Innovative solutions: mHealth and contraception use
What is mHealth? In this step Dr Chris Smith explores its definition and how can mobile technologies be used in the context of healthcare. Since the first commercially available handheld mobile phone was officially unveiled in 1983 1, today worldwide mobile phone subscriptions have grown to 92 per 100 people in low- and middle-income countries and 122 per 100 people in high-income countries 2. Mobile phones have additionally evolved from devices to make phone calls and text messages in the 1990s 3 to smartphones in the 21st century, enabling interactivity and exchange of information, text, data and images 4.
The term ‘mHealth’ was defined by the WHO as: ‘medical and public health practice supported by mobile devices, such as mobile phones, patient monitoring devices, personal digital assistants (PDAs), and other wireless devices’ 5 or to put it more simply, mHealth can be considered as interventions delivered by mobile phone to improve health.
What differentiates mHealth from interventions delivered by landline phones or call centres is the ‘mobile’ aspect. Mobile interventions have a range of advantages over face-to-face or landline phone delivery, such as the ability to deliver support inexpensively wherever the person is located and just as it is needed6. In particular, mHealth interventions have the potential to reach out to youth and rural populations where geographical distances can restrict access to services 7. mHealth interventions can further utilise the varying functions of modern mobile devices and involve different modes of communication, spanning text, voice, and online messaging 8.

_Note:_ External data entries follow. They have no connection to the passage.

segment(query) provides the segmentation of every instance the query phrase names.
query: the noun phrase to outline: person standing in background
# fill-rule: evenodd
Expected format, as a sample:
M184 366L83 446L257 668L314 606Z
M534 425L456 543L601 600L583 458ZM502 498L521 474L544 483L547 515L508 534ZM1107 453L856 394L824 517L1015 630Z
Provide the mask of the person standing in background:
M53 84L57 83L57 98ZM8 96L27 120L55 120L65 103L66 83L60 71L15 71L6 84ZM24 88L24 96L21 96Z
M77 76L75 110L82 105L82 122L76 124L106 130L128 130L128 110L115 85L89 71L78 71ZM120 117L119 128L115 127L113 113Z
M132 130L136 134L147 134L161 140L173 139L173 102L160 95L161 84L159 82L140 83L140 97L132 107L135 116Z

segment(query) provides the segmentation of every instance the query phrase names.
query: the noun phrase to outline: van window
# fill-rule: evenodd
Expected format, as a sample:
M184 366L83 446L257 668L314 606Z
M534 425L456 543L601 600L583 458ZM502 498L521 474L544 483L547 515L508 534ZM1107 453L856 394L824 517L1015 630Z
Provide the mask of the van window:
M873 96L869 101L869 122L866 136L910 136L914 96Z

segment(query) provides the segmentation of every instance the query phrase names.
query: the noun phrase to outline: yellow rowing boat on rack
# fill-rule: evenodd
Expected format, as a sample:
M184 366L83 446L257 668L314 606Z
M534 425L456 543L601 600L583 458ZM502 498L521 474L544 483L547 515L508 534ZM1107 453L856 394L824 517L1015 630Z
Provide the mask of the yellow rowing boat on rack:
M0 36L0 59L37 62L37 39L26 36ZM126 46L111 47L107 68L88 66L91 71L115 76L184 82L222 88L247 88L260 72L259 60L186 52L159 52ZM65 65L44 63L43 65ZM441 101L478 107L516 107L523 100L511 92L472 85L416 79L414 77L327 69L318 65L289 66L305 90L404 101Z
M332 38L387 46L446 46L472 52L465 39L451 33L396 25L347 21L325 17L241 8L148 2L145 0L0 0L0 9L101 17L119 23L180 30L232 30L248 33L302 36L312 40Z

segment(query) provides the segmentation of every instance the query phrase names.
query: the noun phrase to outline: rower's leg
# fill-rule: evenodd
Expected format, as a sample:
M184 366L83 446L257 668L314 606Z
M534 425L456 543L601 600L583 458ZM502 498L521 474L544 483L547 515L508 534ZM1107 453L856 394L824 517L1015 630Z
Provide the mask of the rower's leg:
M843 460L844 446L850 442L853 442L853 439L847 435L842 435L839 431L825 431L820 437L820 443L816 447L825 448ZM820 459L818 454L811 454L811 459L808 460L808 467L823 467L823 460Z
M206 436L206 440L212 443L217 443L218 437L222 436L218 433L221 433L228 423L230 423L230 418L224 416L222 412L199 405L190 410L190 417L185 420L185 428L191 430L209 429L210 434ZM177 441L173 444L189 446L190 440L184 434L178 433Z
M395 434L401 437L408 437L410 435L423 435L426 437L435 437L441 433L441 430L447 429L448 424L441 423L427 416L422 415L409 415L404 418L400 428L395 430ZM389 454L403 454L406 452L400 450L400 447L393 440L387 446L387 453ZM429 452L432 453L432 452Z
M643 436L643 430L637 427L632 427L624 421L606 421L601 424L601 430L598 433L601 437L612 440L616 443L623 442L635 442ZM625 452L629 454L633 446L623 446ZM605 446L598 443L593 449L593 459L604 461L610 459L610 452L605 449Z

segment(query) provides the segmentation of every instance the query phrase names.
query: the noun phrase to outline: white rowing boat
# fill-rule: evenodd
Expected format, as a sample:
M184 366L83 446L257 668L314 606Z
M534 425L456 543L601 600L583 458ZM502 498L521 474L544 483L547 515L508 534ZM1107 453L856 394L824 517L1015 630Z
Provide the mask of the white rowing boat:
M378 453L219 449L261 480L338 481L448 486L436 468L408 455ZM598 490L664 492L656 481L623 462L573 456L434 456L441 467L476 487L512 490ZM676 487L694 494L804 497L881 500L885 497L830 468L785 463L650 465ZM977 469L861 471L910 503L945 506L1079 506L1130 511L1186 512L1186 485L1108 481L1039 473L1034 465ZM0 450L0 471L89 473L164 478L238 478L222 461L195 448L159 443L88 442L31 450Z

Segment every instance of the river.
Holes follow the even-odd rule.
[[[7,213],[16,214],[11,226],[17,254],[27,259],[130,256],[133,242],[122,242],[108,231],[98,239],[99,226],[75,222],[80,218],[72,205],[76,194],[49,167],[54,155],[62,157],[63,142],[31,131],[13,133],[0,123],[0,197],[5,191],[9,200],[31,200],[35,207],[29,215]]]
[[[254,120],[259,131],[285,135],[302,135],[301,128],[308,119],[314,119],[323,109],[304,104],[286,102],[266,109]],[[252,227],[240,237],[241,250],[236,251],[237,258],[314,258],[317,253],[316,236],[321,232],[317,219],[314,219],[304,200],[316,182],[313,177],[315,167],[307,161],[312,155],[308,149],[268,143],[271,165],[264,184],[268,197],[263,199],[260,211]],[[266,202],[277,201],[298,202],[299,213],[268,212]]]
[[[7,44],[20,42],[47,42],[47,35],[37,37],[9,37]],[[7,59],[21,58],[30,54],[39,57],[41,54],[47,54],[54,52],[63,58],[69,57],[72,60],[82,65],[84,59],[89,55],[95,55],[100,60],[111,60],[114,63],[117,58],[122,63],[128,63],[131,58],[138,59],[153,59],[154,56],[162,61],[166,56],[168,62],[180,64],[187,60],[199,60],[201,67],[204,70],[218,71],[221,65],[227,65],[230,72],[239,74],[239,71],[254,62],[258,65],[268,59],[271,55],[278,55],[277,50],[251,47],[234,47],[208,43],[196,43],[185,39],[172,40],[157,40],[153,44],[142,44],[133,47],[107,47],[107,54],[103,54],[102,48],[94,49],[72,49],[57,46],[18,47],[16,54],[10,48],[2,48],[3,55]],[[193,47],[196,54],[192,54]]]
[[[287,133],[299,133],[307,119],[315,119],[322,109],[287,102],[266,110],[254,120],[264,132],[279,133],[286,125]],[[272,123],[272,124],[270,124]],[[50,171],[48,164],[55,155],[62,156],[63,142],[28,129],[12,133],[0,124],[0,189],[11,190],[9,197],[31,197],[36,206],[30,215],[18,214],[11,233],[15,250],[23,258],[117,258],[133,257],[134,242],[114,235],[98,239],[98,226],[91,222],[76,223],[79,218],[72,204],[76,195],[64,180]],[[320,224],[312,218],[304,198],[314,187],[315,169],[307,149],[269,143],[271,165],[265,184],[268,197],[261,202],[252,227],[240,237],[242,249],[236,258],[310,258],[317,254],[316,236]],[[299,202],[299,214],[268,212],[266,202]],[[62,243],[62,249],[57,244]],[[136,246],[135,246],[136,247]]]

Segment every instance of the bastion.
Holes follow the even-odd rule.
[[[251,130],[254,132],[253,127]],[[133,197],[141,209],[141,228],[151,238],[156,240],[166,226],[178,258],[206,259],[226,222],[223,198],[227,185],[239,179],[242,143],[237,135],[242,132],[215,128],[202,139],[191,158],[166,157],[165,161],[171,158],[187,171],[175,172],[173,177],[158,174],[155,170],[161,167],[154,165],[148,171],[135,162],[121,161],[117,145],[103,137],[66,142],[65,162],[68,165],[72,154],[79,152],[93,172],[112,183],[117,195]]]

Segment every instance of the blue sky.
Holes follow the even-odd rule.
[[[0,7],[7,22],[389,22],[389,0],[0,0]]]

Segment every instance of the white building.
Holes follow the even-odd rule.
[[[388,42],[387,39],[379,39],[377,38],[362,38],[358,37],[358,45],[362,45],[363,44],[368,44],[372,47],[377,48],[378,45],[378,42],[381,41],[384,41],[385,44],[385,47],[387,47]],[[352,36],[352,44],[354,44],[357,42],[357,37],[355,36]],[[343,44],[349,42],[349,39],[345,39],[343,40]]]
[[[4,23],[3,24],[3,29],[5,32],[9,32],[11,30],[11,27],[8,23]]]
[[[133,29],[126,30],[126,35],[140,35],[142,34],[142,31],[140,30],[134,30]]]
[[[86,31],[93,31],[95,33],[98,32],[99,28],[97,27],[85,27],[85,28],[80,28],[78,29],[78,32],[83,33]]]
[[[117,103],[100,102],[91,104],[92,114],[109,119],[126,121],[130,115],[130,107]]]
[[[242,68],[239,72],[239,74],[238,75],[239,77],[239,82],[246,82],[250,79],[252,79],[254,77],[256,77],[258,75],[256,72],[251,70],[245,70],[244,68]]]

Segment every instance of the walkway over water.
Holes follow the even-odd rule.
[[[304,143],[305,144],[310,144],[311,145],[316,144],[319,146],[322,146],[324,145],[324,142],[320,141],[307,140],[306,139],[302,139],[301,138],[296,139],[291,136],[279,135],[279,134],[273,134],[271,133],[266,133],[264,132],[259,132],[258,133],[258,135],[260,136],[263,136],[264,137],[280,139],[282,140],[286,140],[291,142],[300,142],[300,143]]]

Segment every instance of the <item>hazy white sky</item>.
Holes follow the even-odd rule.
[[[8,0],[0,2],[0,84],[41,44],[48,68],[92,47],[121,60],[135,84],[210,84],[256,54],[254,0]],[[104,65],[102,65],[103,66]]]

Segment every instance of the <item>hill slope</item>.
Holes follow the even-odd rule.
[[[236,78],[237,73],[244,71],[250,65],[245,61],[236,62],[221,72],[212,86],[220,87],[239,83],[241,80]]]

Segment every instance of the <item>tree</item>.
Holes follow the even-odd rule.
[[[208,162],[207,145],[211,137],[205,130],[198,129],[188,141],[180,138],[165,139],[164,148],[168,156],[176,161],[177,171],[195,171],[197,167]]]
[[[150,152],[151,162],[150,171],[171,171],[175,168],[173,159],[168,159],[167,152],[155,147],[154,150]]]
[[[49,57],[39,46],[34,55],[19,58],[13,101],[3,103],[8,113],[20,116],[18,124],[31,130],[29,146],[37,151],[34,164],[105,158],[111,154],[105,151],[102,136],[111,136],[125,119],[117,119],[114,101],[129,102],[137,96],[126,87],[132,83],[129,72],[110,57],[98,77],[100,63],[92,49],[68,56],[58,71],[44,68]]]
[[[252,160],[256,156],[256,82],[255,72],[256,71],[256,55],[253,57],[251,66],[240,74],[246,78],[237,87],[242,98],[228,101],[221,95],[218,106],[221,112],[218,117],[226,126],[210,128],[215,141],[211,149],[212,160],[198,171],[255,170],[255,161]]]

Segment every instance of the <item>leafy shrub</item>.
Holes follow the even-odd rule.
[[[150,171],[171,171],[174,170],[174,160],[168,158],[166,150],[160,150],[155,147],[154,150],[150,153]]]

Free, et al’s conceptual framework provides an overview of the different ways in which mHealth interventions are being used, for example to improve chronic disease management, medication adherence, appointment attendance, or to change health behaviour.(Figure 1)6.
Evidence for interventions delivered by mobile phone
A number of articles have assessed the evidence for mHealth interventions in high and low-income settings7,9. The txt2stop intervention, comprising personalised text messages, was associated with smoking cessation in the UK and was shown to be cost-effective 10,11, while a trial in Kenya found that a text message and phone counselling intervention increased antiretroviral therapy (ART) medication adherence 12.
mHealth and contraception
mHealth interventions have the potential to support contraceptive use by provision of information and support to women, particularly in rural areas where healthcare services might be less accessible. Several trials have been conducted to evaluate mHealth interventions in this context 13. One trial in the USA reported improved self-reported oral contraceptive pill continuation at six months from an intervention comprising a range of interactive text messages 14. However, simple text message reminders had no effect on missed pills in a small trial in the USA 15.
Another trial in the USA found that text message reminders improved attendance for the first, but not subsequent Depo-Provera contraceptive injection appointments. No change in contraception use was reported among users of an acne medication from a text message and postal mail intervention in Israel 16.
The MObile Technology for Improved Family Planning (MOTIF) trial in Cambodia found that interactive voice messages and phone counsellor support increased use of effective contraception at four months post abortion, but not at 12 months. However, use of long-acting contraception, such as an implant, IUD, or permanent method was increased at both follow-up times 17.
An evaluation of the Mobile for Reproductive Health (m4RH) service in Kenya found that provision of information on contraception methods, a searchable database of clinics offering family planning services, and serial ‘role model’ stories about a person facing a difficult family planning issue via text message increased contraceptive knowledge but not use 18. The m4RH programme also published one of the few articles exploring strategies for mHealth programme sustainability to consider different strategies for cost-recovery 19. There are several ongoing trials of interventions delivered by mobile phone to improve contraception use in Bangladesh, Palestine, Tajikistan, and Bolivia which will add to the evidence base in time 20-23.
In addition to the aforementioned trials, a number of other mHealth contraception initiatives have been launched including FamPlan, a hotline in the Philippines that allows users to ask questions via text message 24, and numerous mobile phone applications such as CycleTel, using the standard days family planning method, and MyPill for oral contraceptive reminders 25-27.
In conclusion, it can be observed that the field of mHealth is a dynamic one with a growing evidence base. The trials of ART adherence and contraception are encouraging in that they demonstrate that mHealth interventions can be delivered to a group in which confidentiality and privacy are important. In general it would seem that more complex and intensive interventions appear to be more effective than more simple ones such as one-way medication reminders, and this is consistent with existing adherence research 7,28.
Most reviews and trials have focused on health outcomes. Whilst evidence for mHealth interventions on health outcomes is increasing, few studies reported on their cost-effectiveness. This may be a contributing factor to why the majority of interventions delivered by mobile phone have not been scaled up 19,29,9. Further research on mHealth interventions to increase contraception use could help to address these research gaps.